ANC councillors aren’t the only group being accused of instigating the unrest. The DA believes the protests began in De Doorns because workers from Lesotho were unhappy because farmers would not employ them because they were in the country illegally. Interviewing Western Cape agriculture MEC Gerrit van Rensburg for the Sunday Times, Chris Barron asked: “You’re saying the protests were started by angry people from Lesotho?” Van Rensburg replied: “Yes.”
Premier Helen Zille told the Daily Maverick via email that “the grievances of the Lesotho seasonal workers lie at the heart of the issue.” She explained that she had been to De Doorns to speak to “a significant number of workers”, among whom were seasonal workers from Lesotho. “After the xenophobic unrest of 2008 and 2010, the Department of Home Affairs began to crack down on the employment of job seekers without work permits, and one farmer was recently fined about R150,000 for employing a number of Basotho,” Zille wrote. “The result has been that farmers no longer employ the Basotho while the Zimbabwean workers have been legalized through the recent amnesty. This is the cause of profound tension in the area. I heard this directly from the farmworkers, from the farmers and the police. I was informed in a situational report [from Wednesday] that of the 35 people arrested, 23 were Basotho.”

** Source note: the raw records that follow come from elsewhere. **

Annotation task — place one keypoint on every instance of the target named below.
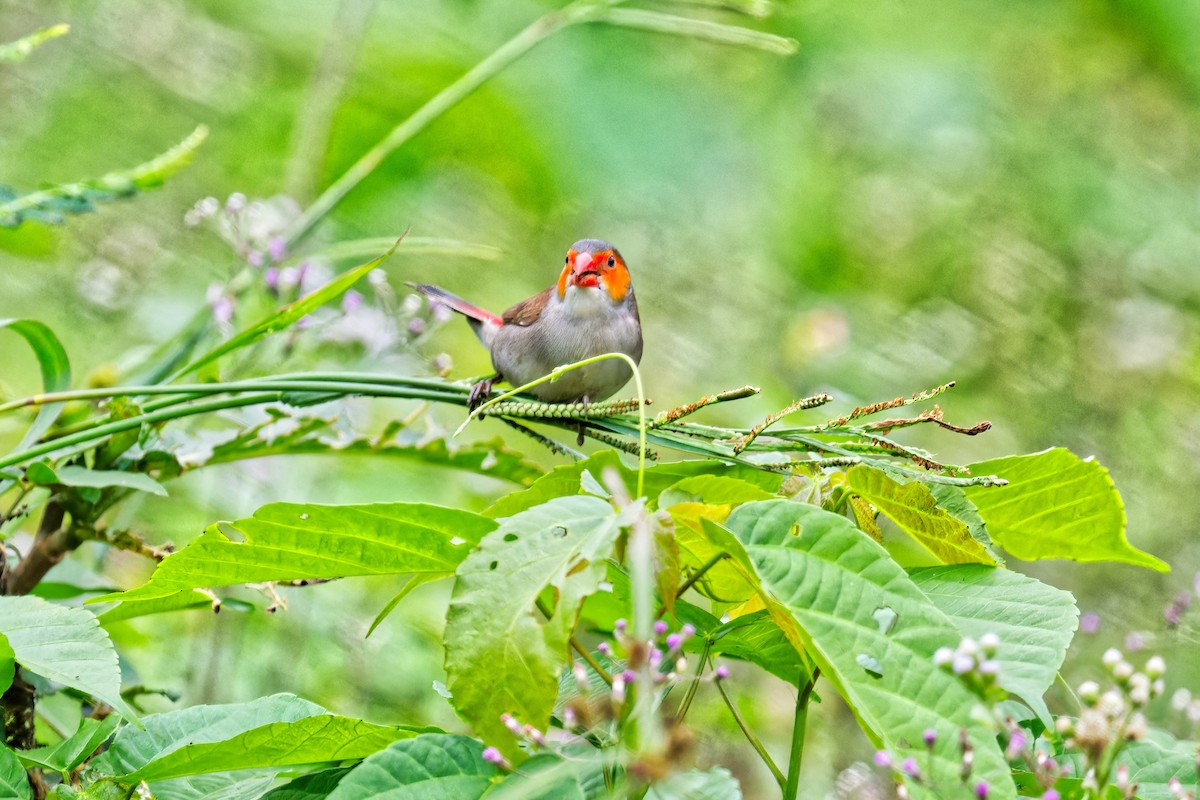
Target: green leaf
(175, 601)
(7, 663)
(52, 360)
(915, 510)
(21, 48)
(64, 644)
(13, 780)
(289, 541)
(1056, 505)
(431, 767)
(694, 785)
(277, 731)
(567, 480)
(313, 786)
(755, 638)
(288, 314)
(1035, 623)
(43, 474)
(853, 605)
(220, 786)
(567, 775)
(52, 204)
(76, 749)
(501, 655)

Passop’s director finds this version of events hard to swallow. He says that contrary to Zille’s claim of “profound tension in the area” because Zimbabweans are getting jobs and Basotho are not, “relations within the community were at their best point ever” before the strike. In November 2009, Hanekom said, thousands of Zimbabweans were displaced from the township of De Doorns after a violent attack on them. They ended up spending 11 months living on a rugby field. But in the years since, Hanekom claims that integration has largely been achieved within the community. Just weeks before the mass strike, Passop held a “healing ceremony”, including slaughtering a sheep, with a feast for Basotho, South Africans and Zimbabweans. Hanekom says that thousands attended.
When the Daily Maverick’s Jared Sacks visited De Doorns last Thursday, his account also contradicted the idea that xenophobic tensions were a catalyst for the protests. In fact, he concluded the opposite. After attending a community meeting, he wrote: “Despite it being clear that xenophobia is a major problem in the area, the meeting, mirroring the strike as a whole, has created a sense of commonality amongst Xhosa, Coloured, Sotho and Zimbabwean residents who all seem to be defying Cosatu and remaining on strike”. One of the most active strike organisers, Sachs found, was a young Zimbabwean.

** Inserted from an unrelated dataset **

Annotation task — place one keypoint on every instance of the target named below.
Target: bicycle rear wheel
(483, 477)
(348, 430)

When Chris Barron asked Van Rensburg why local farmworkers would support Lesotho workers protesting because they couldn’t get jobs, the MEC for agriculture attributed their support to coercion: “The locals were intimidated and told if they didn’t join the protest their houses would be burnt down that night”. While there may have been instances of intimidation, Hanekom says: “The overwhelming majority of farmworkers in De Doorns say they want more wages.”
The ANC’s handling of the protests has been questionable (Has Labour Minister Mildred Oliphant returned from her overseas trip yet?).

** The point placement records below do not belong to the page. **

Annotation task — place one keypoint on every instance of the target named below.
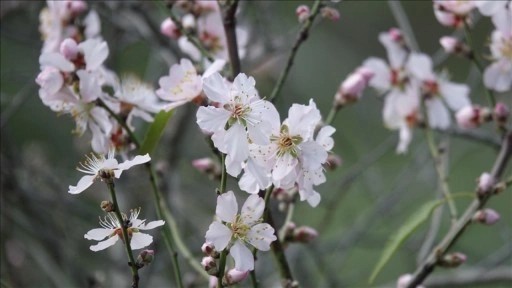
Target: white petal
(438, 115)
(455, 95)
(105, 244)
(211, 118)
(219, 235)
(227, 207)
(314, 199)
(139, 159)
(381, 79)
(98, 234)
(244, 261)
(216, 89)
(140, 240)
(83, 184)
(260, 236)
(252, 209)
(152, 225)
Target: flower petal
(98, 234)
(227, 207)
(140, 240)
(105, 244)
(83, 184)
(261, 235)
(252, 209)
(244, 260)
(219, 235)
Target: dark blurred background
(364, 201)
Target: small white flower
(241, 229)
(112, 229)
(247, 118)
(95, 165)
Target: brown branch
(229, 21)
(460, 225)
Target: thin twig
(458, 227)
(301, 37)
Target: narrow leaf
(155, 132)
(394, 242)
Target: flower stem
(442, 177)
(162, 211)
(301, 37)
(122, 222)
(478, 64)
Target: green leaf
(420, 216)
(155, 132)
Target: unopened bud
(145, 257)
(169, 29)
(208, 166)
(330, 13)
(452, 45)
(485, 184)
(333, 161)
(472, 116)
(452, 260)
(404, 280)
(209, 265)
(69, 49)
(209, 250)
(486, 216)
(305, 234)
(234, 276)
(188, 21)
(501, 113)
(302, 13)
(107, 206)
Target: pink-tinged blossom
(486, 216)
(302, 12)
(453, 13)
(452, 45)
(436, 91)
(111, 229)
(498, 75)
(238, 230)
(170, 29)
(95, 165)
(352, 87)
(239, 118)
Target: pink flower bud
(302, 13)
(145, 257)
(235, 276)
(77, 7)
(212, 282)
(452, 45)
(208, 249)
(305, 234)
(50, 80)
(209, 265)
(69, 49)
(469, 117)
(169, 29)
(188, 21)
(501, 113)
(485, 183)
(486, 216)
(333, 161)
(453, 260)
(330, 13)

However, why the DA appears so determined to present disgruntled workers in the region as an aberration, especially as the media has interviewed scores of local workers dissatisfied with their wages, remains a question.
It can also be argued that in a country with a history of xenophobic violence, a great deal of caution should be exercised when citing xenophobic ill-feeling as a cause of unrest. Such remarks, Hanekom maintains, “could provoke tensions and become a self-fulfilling prophecy if continually broadcasted publicly by politicians.”